Sunny Cheung , Kai-shing Lau
On October 21, the Chinese artificial intelligence (AI) company DeepSeek (深度求索) announced the release of a new tool to converts large text datasets into compact image-based formats: DeepSeek-OCR (DeepSeek, October 21). While not the long-awaited R2 large language model (LLM), the firm’s latest release shows that it is continuing to innovate, even as it moves deeper into the orbit of the Party-state. DeepSeek’s success, however, has brought it to the attention of not just the government in the People’s Republic of China (PRC), but also the military.

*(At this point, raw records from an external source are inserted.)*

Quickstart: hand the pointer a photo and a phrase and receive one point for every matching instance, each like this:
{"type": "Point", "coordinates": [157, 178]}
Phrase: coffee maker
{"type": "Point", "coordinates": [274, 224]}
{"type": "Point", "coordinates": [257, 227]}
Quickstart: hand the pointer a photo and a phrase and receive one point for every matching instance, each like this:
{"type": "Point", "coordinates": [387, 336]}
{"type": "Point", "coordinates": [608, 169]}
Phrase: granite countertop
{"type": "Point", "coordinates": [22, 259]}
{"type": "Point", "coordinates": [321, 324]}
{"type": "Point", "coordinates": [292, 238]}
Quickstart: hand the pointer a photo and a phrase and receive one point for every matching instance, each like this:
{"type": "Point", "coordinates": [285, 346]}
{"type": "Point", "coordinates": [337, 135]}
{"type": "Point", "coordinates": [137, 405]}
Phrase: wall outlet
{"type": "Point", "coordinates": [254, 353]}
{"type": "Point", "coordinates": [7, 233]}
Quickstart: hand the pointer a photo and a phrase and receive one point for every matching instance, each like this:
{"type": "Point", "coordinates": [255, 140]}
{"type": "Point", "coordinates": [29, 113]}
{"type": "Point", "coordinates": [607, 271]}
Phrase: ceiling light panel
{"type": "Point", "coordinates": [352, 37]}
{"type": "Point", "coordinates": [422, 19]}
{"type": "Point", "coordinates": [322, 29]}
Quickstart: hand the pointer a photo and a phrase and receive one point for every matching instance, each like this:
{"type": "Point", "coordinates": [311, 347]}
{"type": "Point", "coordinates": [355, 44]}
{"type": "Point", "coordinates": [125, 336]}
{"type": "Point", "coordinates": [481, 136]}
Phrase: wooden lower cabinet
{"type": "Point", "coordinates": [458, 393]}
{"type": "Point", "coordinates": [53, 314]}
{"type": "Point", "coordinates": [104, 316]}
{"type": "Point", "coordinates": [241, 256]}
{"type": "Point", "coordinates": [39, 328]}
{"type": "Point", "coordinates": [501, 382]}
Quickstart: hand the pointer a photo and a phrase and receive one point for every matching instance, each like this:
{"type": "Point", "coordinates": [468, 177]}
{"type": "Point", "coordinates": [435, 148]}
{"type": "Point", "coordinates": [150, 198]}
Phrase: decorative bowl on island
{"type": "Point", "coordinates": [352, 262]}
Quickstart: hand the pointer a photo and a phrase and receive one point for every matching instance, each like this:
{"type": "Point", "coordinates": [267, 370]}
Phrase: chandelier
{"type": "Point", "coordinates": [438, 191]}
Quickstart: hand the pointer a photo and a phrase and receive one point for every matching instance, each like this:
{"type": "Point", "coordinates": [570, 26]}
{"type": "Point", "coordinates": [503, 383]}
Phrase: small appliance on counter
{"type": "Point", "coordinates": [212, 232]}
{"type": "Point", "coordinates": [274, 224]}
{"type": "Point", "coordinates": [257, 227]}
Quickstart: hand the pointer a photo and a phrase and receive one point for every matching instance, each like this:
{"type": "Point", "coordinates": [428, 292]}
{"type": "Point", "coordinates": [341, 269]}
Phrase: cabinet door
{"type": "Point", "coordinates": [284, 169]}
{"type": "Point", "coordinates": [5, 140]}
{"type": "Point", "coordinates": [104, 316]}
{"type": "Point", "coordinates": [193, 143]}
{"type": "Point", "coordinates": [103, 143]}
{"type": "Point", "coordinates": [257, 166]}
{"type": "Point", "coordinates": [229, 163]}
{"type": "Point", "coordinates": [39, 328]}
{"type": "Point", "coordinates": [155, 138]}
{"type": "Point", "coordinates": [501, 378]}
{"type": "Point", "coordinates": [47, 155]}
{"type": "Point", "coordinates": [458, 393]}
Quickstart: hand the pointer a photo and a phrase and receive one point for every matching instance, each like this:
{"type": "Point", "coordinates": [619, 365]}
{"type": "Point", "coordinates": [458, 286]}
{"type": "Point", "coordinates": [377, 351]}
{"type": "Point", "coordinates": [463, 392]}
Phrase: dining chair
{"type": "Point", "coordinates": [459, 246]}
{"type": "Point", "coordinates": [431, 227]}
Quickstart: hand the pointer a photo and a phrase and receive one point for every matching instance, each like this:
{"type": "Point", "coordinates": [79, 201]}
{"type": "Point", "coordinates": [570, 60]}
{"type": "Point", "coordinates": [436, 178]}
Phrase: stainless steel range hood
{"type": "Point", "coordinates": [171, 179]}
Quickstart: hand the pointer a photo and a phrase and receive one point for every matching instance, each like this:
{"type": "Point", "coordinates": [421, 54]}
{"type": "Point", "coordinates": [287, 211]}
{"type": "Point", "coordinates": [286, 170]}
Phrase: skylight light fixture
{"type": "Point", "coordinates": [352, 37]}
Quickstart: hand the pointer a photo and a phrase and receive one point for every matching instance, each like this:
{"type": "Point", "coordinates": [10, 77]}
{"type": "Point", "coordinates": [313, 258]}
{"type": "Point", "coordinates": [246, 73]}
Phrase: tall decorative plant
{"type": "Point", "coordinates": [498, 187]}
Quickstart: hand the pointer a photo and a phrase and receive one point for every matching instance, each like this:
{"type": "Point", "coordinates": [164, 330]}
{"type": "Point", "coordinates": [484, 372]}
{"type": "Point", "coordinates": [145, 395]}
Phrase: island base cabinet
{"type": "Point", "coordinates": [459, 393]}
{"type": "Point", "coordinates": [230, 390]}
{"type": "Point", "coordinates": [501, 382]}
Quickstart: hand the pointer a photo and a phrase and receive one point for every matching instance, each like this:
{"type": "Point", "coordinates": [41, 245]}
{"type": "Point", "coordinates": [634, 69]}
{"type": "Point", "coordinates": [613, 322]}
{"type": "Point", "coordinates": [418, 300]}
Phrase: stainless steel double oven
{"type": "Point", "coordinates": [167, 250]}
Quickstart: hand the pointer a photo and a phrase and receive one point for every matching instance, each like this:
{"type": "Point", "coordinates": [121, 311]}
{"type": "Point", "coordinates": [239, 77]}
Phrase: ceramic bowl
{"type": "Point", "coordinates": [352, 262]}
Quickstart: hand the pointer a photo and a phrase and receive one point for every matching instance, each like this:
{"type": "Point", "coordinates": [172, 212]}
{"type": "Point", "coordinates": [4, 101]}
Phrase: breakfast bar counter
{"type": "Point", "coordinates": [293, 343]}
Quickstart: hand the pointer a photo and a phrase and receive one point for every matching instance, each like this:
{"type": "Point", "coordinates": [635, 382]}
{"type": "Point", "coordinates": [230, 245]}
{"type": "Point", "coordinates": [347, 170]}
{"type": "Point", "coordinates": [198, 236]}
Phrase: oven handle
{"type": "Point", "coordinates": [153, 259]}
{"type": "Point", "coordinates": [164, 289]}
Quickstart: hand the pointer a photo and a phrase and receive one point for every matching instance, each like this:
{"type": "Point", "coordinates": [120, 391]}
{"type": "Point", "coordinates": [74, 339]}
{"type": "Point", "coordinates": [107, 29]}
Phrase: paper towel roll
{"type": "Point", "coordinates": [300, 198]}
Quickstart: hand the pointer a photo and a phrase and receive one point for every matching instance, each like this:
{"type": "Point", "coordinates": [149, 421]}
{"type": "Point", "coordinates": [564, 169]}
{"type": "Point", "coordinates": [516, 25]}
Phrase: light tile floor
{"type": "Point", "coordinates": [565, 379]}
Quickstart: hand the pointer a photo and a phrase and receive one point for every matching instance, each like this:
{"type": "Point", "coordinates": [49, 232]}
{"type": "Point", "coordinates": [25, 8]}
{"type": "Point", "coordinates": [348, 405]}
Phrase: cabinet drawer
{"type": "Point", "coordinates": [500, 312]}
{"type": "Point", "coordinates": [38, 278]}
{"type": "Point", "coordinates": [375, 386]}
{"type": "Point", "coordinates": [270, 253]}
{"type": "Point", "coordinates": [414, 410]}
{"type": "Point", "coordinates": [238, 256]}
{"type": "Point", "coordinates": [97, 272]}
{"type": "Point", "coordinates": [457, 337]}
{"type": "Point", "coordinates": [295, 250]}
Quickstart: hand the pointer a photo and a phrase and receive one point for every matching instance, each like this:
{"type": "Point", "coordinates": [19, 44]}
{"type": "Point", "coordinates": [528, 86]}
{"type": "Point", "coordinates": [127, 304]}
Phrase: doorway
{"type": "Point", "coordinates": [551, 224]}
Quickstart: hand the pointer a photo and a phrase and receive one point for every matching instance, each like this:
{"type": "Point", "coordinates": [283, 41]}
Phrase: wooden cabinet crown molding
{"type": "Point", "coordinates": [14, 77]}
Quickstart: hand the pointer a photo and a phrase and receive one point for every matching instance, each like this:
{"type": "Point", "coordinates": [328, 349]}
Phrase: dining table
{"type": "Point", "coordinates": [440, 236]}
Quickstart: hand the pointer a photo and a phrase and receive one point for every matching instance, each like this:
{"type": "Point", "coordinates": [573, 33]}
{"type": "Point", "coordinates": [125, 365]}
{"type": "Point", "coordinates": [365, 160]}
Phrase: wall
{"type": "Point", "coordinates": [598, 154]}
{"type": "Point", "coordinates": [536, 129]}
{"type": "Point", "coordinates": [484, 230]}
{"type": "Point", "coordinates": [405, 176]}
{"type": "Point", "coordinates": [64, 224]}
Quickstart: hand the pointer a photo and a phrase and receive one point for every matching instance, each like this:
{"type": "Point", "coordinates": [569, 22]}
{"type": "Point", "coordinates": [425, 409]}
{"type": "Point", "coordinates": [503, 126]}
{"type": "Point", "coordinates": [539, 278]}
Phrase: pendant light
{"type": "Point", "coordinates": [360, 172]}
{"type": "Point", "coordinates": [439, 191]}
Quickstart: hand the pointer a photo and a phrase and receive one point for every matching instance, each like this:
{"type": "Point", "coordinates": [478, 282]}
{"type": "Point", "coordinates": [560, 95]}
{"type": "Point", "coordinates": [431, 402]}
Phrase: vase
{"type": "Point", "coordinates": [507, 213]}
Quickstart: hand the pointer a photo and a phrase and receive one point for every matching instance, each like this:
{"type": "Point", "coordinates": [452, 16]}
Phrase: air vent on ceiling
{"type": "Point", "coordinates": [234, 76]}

A procurement platform run by the People’s Liberation Army (PLA) shows that a number of defense companies have won contracts to develop AI tools for the Chinese armed forces. Across the past six months, dozens of distinct procurement documents have explicitly called for tools based on AI models created by DeepSeek. Although the number of procurement notices for military AI are relatively small (the platform posts around 25,000 notices every day), the focus on DeepSeek in the notices that are publicly available is still significant.
DeepSeek’s adoption by the PLA and, to a lesser extent, in the public security domain, is evident beyond this dataset. Research published by military institutions frequently discusses how DeepSeek and other models could be deployed across a range of application scenarios. In some cases, pilots of these systems are already underway. DeepSeek’s models have also been deployed widely across the public and private sectors over the course of 2025, and have become increasingly aligned with state interests (China Brief, March 28, April 25). Given the PRC’s policy of military-civil fusion, PLA deployment of DeepSeek was only ever a matter of time.